Data modeling for cloud DW
In this blog post, I would like to share some options that you can consider to model your cloud DW for better query performance. With a traditional EDW, we would either come up a STAR, Snowflake or similar schemas. These are nothing but a partially normalized data model more geared towards the measures that we would generally report on. In general, these models suit the DW databases that are row-based. Between row and columnar-based DW solutions, the key differences are with the way the data is actually stored in the disk. Here is a quick comparison between these stores. Cloud DW solutions like Redshift & BigQuery are MPP, OLAP and columnar models. Generally storage is not a concern, as storage costs are minimal with these options. With BigQuery especially, it is completely server-less and charges are only for the data columns processed and retrieved . Most of these handle well with STAR schema for data sizes up to couple TBs. At a petabyte scale, you will definitely want to consider optimizing your models to better serve your use cases. With BigQuery or Redshift:
- Denormalize & Flatten: Performs well with large datasets when facts are denormalized and flattened. This allows you to reduce the number of joins that the query may operate on.
- Distribution keys: With Redshift, instead of denormalizing data, you have the option to specify the distribution keys that allow related data to be co-located. Based on the table's dependencies, you could choose an appropriate distribution key. But to begin with, if we have a right base model, we could plan to minimize the usage of distribution keys even with Redshift. The below sections will be focussing on that.

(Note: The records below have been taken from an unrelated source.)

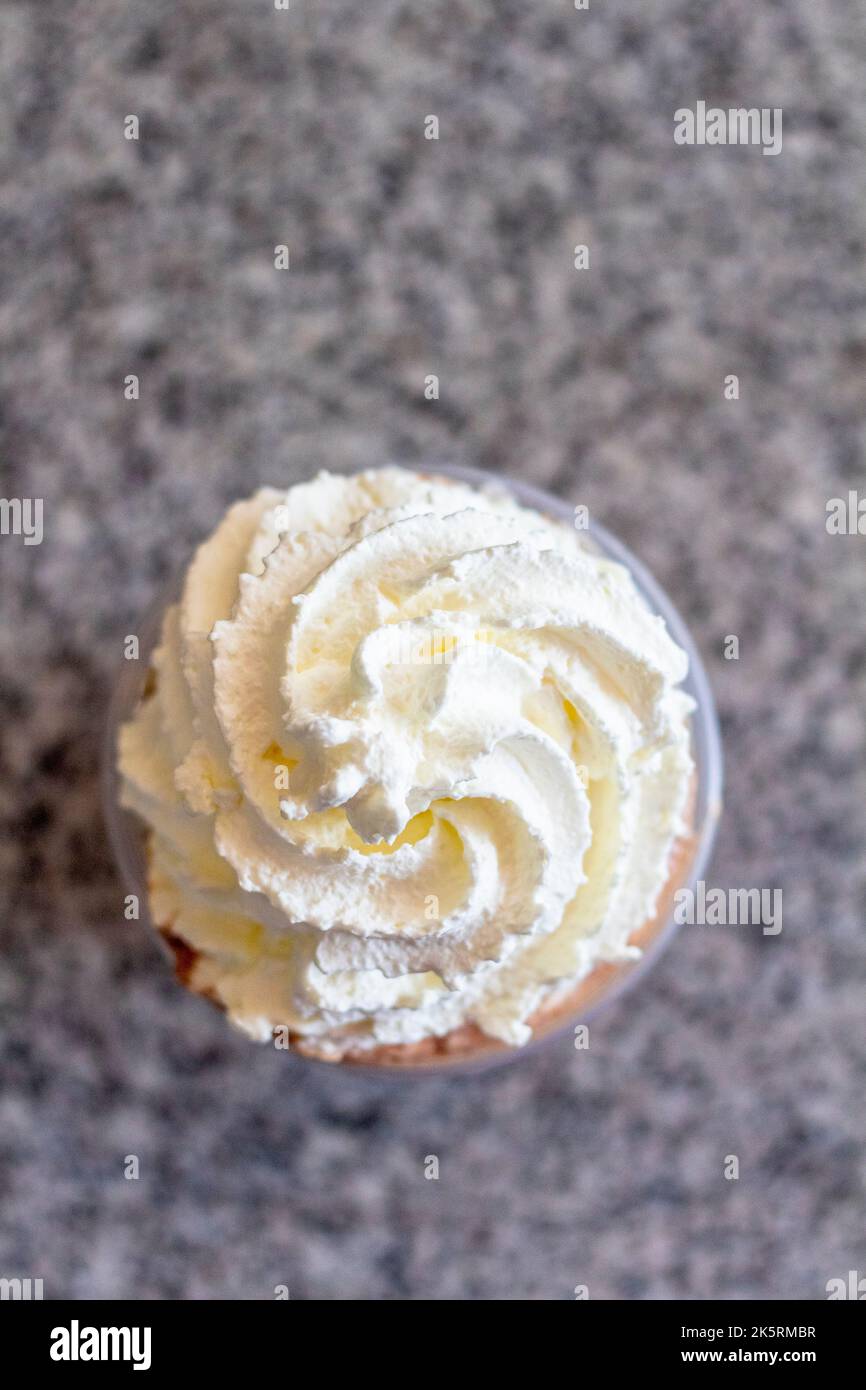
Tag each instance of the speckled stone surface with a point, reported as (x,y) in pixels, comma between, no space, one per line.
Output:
(409,257)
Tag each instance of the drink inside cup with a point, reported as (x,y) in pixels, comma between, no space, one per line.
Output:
(416,766)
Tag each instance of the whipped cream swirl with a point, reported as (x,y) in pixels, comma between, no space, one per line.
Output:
(414,758)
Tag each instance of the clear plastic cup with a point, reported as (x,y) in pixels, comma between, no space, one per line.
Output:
(606,983)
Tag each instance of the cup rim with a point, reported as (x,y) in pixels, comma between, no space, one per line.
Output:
(127,831)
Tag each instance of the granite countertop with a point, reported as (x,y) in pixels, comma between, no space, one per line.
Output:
(452,257)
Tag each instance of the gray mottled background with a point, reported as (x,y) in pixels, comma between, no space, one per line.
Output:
(606,385)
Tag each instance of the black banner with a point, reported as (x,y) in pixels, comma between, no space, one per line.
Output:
(82,1339)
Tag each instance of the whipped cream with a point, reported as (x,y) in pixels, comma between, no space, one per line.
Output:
(414,758)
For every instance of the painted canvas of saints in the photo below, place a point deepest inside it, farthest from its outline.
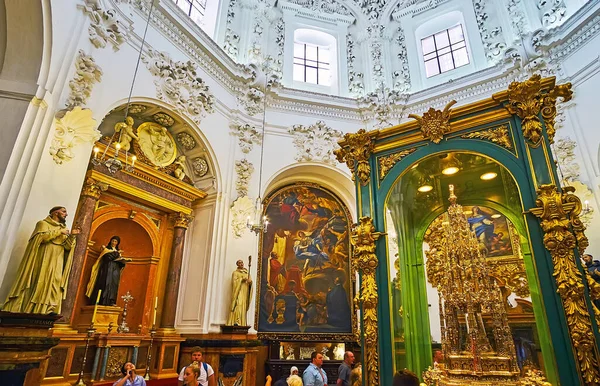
(304, 268)
(491, 229)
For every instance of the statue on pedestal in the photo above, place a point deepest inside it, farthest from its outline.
(240, 296)
(106, 273)
(43, 274)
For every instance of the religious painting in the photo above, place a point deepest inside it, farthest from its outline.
(304, 265)
(491, 229)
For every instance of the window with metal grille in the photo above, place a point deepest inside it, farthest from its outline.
(312, 64)
(444, 51)
(195, 9)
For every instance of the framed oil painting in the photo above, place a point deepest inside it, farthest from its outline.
(491, 229)
(306, 288)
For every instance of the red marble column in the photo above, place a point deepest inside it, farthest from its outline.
(90, 194)
(167, 319)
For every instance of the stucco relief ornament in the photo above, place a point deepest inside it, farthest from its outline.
(241, 209)
(244, 170)
(179, 85)
(435, 123)
(105, 26)
(200, 166)
(355, 150)
(87, 73)
(315, 142)
(186, 141)
(247, 135)
(75, 127)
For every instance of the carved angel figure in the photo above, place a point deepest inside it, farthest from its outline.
(126, 133)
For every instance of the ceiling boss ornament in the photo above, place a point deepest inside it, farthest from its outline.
(355, 150)
(557, 213)
(435, 123)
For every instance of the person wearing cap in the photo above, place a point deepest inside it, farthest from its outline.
(42, 278)
(294, 379)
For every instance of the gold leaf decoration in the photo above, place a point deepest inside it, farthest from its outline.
(557, 213)
(526, 100)
(435, 123)
(355, 150)
(498, 135)
(387, 162)
(365, 261)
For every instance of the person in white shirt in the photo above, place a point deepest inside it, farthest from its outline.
(207, 374)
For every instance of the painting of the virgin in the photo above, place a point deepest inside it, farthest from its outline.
(304, 267)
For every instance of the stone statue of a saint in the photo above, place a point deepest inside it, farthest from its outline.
(106, 273)
(240, 296)
(43, 274)
(126, 133)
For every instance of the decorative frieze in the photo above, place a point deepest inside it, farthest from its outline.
(315, 143)
(178, 84)
(105, 26)
(87, 73)
(75, 127)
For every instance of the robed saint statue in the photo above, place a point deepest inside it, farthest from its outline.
(106, 273)
(240, 296)
(43, 274)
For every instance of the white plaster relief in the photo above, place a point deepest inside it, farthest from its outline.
(105, 25)
(243, 170)
(490, 30)
(315, 142)
(87, 73)
(71, 129)
(568, 168)
(247, 135)
(179, 85)
(241, 209)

- Nested & repeated: While BQ performs well with star/snowflake schema model, it does best when denormalized, especially via its nested & repeated features. Nesting allows you to locate the relevant data (i.e, dimensional data along-with fact), and thereby avoid joins as well as improving query performance.
Cloud DW model options:
Merging facts:Here we have considered merging/denormalizing facts, as most of the use cases in our case rely on analyzing the related measures. This way we can eliminate joins across facts.
Merging dimensional data:As our dimension differs simply by its type, we could consider merging/denormalizing them as well. Again, this way we avoid joins here.
Denormalized factHere we have denormalized and flattened fact with its dimensional data. You should be careful in choosing this approach. Go with this option when you don’t expect dimensional data to change often or really don't care for the fact’s integrity with dimensional data, even when it does change. We can always look at other batch options to reflect the integrity of dimensional data. But that’s something to keep in mind.
Partially nested fact with merged dimensions (BigQuery specific):Here we attempt to nest some of the dimensional data along with the fact. This model allows to nest only the required dimensional to allow dimensional changes. Dimensional data is merged/denormalized as well to avoid joins.
Fully nested and flattened fact (BigQuery specific):Here we attempt to fully nest the dimensional data along with the fact to leverage BigQuery’s query performance. Again, consider using the previous approach if dimensional data were to change more often.
- Nested and repeated fields can maintain relationships without the performance impact of preserving a relational (normalized).
- Denormalization localizes the data to individual slots so execution can be done in parallel. With Redshift, instead denormalizing data, you have the option to specify the distribution keys that allows related data to be co-located.
- If you need to maintain relationships while denormalizing your data, use nested and repeated fields instead of completely flattening your data. When relational data is completely flattened, network communication (shuffling) can negatively impact query performance.